As more municipal operations return to their brick and mortar homes after months of remote operation, questions do loom. 

Selectman Julianne Hirsh asked the board on June 14 how and when they would take up projects and discussions that had been formally or informally delayed by the pandemic. 

Town resident Mitch Cohen also raised questions about remote accessibility for municipal meetings as those bodies look to revert to in-person meeting formats.

In Northborough and beyond, members of the public and elected officials alike have celebrated remote meetings as a silver lining of the pandemic for the ways they’ve increased transparency in local government. 

More meetings have been live streamed and recorded, just as individuals have been able to call in from their homes to offer thoughts and concerns during public comment hearings.

“That’s been a huge win for the town,” Cohen said. 

As selectmen met on June 14, however, they stared down an uncertain future in terms of remote participation in meetings. 

At the time, open meeting law exemptions that allowed for remote meetings in the first place were set to lapse. It was unclear if and when the state would take action to extend or codify those exemptions as the pandemic fades.

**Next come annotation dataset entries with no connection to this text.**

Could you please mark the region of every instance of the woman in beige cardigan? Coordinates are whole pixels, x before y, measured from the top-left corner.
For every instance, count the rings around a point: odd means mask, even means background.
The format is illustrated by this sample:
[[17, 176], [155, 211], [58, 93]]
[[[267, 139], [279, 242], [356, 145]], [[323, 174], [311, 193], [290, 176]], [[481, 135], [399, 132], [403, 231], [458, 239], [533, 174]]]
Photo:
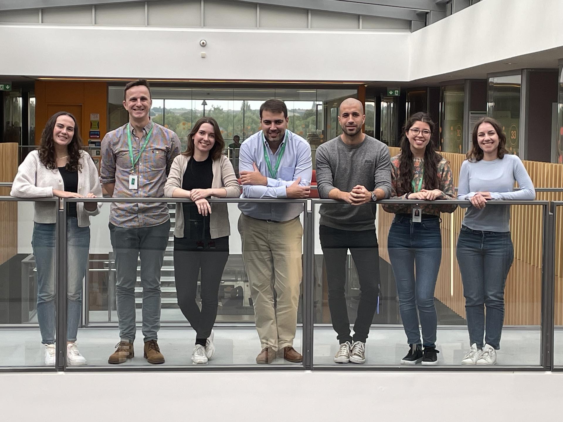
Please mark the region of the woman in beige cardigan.
[[[212, 329], [230, 234], [227, 204], [210, 204], [205, 198], [240, 195], [224, 147], [215, 119], [200, 119], [187, 136], [186, 151], [174, 159], [164, 187], [165, 196], [193, 201], [176, 204], [174, 277], [178, 304], [196, 332], [191, 354], [195, 364], [207, 363], [215, 353]], [[200, 269], [201, 311], [195, 302]]]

That action came on June 16 as Gov. Baker signed into law an agreement extending remote meeting permissions, among other things, through April of next year.

Still waiting for such news as they convened on June 14, Northborough Selectmen were not able to determine definite plans for their next meeting later this month. 

Members did, though, discuss a variety of options and questions with Coderre. He said that the town is working with its cable access and IT departments to research infrastructure needs and potential upgrades that would allow for hybrid, live streamed, in-person meetings with remote participation.

“The public’s remote participation is what we want to preserve,” Coderre said. 

“None of this is insurmountable,” he later added.

The Board of Selectmen hold their next meeting on June 28.